Time vs. Ensemble Averages for Nonstationary Time Series

TL;DR

This paper investigates the convergence of sliding window time averages in stationary increment processes and argues that Tchebyshev's Theorem can be used to construct ensemble averages from single time series with periodicity.

Contribution

It demonstrates the limitations of Tchebyshev's Theorem for time averages and proposes its application for ensemble averages in nonstationary series with periodicity.

Findings

Tchebyshev's Theorem conditions are violated for time averages of stationary increments.

Ensemble averages can be constructed from single series with periodicity.

Time averages may not converge to a limit in probability for certain processes.

Abstract

We analyze the question whether sliding window time averages applied to stationary increment processes converge to a limit in probability.

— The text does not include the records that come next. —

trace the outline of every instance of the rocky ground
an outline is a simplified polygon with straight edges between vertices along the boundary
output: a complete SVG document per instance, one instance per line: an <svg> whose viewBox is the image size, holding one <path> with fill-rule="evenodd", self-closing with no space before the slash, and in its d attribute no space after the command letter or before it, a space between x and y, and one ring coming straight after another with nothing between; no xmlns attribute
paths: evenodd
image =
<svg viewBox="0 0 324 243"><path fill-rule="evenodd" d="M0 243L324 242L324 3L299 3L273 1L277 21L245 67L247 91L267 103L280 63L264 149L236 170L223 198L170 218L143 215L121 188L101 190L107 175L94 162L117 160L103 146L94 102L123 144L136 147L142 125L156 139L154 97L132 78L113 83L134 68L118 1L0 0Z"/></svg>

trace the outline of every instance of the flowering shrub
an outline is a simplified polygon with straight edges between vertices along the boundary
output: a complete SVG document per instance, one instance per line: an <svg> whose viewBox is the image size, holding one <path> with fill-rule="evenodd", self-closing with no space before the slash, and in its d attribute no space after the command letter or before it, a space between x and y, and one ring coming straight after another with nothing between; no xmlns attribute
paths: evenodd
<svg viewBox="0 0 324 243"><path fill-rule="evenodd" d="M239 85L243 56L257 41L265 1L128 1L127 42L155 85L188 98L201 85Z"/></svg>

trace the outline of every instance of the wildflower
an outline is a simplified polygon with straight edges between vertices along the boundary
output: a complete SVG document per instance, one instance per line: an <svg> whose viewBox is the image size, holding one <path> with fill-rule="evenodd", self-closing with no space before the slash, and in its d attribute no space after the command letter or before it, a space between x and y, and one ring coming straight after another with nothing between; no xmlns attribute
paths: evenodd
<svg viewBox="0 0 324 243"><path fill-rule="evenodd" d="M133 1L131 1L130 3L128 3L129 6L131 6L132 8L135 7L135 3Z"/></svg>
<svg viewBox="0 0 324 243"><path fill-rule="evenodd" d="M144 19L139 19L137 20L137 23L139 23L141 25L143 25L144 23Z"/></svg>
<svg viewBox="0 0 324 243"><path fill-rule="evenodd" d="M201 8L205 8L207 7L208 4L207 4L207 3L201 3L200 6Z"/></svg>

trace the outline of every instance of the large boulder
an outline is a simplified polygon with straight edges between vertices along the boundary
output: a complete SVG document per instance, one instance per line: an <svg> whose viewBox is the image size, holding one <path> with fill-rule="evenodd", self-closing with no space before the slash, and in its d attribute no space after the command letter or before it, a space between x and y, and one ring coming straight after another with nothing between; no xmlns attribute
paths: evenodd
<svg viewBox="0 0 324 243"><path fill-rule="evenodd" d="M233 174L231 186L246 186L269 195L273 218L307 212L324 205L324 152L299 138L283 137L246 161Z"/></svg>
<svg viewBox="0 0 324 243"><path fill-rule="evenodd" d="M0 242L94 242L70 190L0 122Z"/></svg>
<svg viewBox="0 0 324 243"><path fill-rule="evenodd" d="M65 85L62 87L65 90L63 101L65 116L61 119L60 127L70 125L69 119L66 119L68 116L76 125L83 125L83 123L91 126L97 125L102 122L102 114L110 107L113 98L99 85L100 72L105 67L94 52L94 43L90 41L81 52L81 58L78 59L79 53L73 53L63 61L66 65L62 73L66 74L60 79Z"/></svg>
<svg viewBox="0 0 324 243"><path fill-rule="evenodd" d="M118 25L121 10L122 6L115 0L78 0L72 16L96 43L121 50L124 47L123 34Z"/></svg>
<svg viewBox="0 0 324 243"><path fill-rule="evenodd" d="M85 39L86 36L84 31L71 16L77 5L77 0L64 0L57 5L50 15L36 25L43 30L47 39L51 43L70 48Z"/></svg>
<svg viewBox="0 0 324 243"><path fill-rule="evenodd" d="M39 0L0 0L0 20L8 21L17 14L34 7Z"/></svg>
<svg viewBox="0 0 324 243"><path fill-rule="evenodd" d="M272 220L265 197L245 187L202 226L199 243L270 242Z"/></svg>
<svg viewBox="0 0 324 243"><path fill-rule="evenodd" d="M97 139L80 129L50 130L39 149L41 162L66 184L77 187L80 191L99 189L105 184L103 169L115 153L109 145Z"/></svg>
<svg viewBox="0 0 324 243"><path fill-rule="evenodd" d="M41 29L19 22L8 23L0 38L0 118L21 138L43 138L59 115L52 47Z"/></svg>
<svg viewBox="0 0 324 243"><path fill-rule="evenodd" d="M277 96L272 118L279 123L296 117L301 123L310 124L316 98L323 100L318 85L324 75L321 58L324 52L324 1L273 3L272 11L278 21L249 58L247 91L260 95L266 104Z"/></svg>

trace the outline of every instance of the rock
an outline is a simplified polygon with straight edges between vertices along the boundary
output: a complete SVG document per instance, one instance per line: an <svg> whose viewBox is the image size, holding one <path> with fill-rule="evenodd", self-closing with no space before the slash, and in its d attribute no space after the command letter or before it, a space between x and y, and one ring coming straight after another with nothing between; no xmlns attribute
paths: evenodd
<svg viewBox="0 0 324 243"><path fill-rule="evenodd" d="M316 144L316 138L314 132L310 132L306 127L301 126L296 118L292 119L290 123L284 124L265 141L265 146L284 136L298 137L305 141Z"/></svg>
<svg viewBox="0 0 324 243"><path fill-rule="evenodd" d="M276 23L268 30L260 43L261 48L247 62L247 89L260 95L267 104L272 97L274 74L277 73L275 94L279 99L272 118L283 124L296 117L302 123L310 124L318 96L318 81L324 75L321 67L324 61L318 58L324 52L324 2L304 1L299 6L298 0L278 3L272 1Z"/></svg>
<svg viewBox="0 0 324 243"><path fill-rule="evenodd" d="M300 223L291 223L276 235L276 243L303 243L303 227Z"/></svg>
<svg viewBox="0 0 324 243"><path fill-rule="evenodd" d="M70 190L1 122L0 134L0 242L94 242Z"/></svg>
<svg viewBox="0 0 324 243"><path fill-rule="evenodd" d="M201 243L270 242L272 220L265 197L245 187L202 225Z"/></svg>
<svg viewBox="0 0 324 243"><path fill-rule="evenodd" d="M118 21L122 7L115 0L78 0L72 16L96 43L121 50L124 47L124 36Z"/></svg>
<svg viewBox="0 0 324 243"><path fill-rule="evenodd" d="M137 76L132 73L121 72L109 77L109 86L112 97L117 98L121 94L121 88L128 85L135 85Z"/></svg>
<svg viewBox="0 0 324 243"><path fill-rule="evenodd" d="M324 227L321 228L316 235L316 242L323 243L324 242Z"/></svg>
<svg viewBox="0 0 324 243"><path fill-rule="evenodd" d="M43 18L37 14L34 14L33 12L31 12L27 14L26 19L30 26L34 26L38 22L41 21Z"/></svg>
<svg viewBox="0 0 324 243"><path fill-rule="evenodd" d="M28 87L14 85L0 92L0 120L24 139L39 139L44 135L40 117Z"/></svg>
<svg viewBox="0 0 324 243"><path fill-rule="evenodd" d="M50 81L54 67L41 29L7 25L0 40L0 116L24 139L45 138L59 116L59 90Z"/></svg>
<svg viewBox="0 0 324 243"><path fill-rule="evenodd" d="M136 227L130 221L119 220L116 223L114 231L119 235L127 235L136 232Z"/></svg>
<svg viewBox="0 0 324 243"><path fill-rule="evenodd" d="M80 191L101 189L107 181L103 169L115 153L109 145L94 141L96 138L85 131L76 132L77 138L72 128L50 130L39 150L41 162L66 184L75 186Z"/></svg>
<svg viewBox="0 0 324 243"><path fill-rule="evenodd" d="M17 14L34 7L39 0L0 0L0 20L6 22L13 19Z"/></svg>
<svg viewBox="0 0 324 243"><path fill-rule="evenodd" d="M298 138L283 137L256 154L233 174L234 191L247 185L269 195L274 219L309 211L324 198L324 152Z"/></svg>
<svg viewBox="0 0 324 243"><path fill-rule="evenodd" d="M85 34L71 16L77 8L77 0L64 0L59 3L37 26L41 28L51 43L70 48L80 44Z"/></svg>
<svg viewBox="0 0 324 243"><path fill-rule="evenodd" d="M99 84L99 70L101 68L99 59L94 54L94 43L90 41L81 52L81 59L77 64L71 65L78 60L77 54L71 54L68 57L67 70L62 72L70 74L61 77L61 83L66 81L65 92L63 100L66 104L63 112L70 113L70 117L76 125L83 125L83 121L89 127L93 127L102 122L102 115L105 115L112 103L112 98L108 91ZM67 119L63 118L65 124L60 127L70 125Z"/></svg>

The question centers on averages, correlations, and densities constructed via time averages of the increment x(t,T)=x(t+T)-x(t)and the assumption is that the increment is distributed independently of t. We show that the condition for applying Tchebyshev's Theorem to time averages of functions of stationary increments is strongly violated. We argue that, for both stationary and nonstationary increments, Tchebyshev's Theorem provides the basis for constructing emsemble averages and densities from a single, historic time series if, as in FX markets, the series shows a definite statistical periodicity on the average.